Trump administration asks Supreme Court to limit CFPB’s independence
The Trump administration is urging the U.S. Supreme Court to give the president more control over the Consumer Financial Protection Bureau, the agency that regulates mortgages and credit cards.
Asking the court to take up a pending appeal, Trump administration lawyers said the Constitution requires that the president be allowed to fire the agency’s director for any reason. The 2010 law that set up the CFPB says the agency’s director can be removed only for “inefficiency, neglect of duty, or malfeasance in office.”
The administration’s position increases the chances the court will take up the issue in the nine-month term that starts in October. A ruling would come by June, months before the 2020 presidential election.
The filing was a response to an appeal filed by Seila Law, a California law firm being investigated by the CFPB over its sales pitches to indebted consumers. The firm is trying to derail the investigation by arguing that the CFPB was set up in violation of the constitutional separation of powers.

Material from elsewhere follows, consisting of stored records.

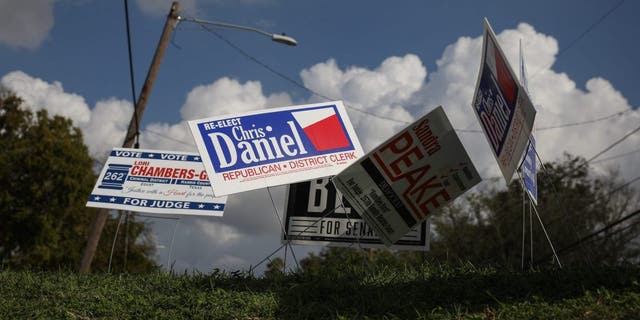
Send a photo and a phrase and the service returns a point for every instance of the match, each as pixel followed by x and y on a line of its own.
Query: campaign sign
pixel 529 166
pixel 157 182
pixel 502 106
pixel 317 214
pixel 275 146
pixel 409 176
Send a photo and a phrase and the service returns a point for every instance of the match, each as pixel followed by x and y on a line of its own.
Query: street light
pixel 172 19
pixel 281 38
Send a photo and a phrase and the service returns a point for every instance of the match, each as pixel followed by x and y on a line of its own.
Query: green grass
pixel 428 292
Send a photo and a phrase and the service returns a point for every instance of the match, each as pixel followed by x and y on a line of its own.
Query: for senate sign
pixel 406 178
pixel 275 146
pixel 317 214
pixel 154 181
pixel 502 106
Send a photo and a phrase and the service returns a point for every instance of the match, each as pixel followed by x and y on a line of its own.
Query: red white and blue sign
pixel 529 169
pixel 154 181
pixel 502 106
pixel 275 146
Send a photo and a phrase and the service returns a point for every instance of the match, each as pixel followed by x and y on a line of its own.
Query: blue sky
pixel 396 59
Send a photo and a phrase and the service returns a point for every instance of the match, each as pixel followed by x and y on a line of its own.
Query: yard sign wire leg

In a brief filed Tuesday, U.S. Solicitor Gen. Noel Francisco agreed with the law firm that the CFPB’s structure is unconstitutional. But Francisco said the court should leave the bureau intact, and his brief left open the possibility that the CFPB could continue to press the investigation.
Francisco said the constitutional issue “has broad implications for the president’s ability to supervise the executive branch.“
The administration laid out its views on the CFPB for the Supreme Court last year but hadn’t previously urged the justices to put a case on its argument calendar.
The CFPB, set up after the 2008 financial crisis, regulates credit cards, auto loans and other consumer finance products. Supporters say its independence helps insulate it from political pressures, letting it focus on protecting consumers from financial scams and predatory loans. Critics say it has stifled economic growth through overregulation.
During most of Trump’s first year as president, the CFPB had a holdover director, Richard Cordray, who pressed an aggressive regulatory agenda. Cordray, a Democrat, stepped down in November 2017 to begin an unsuccessful campaign for governor of Ohio.
The current director, Kathy Kraninger, is a Trump appointee who was confirmed by the Senate in December 2018 by a 50-40 vote without any Democratic support.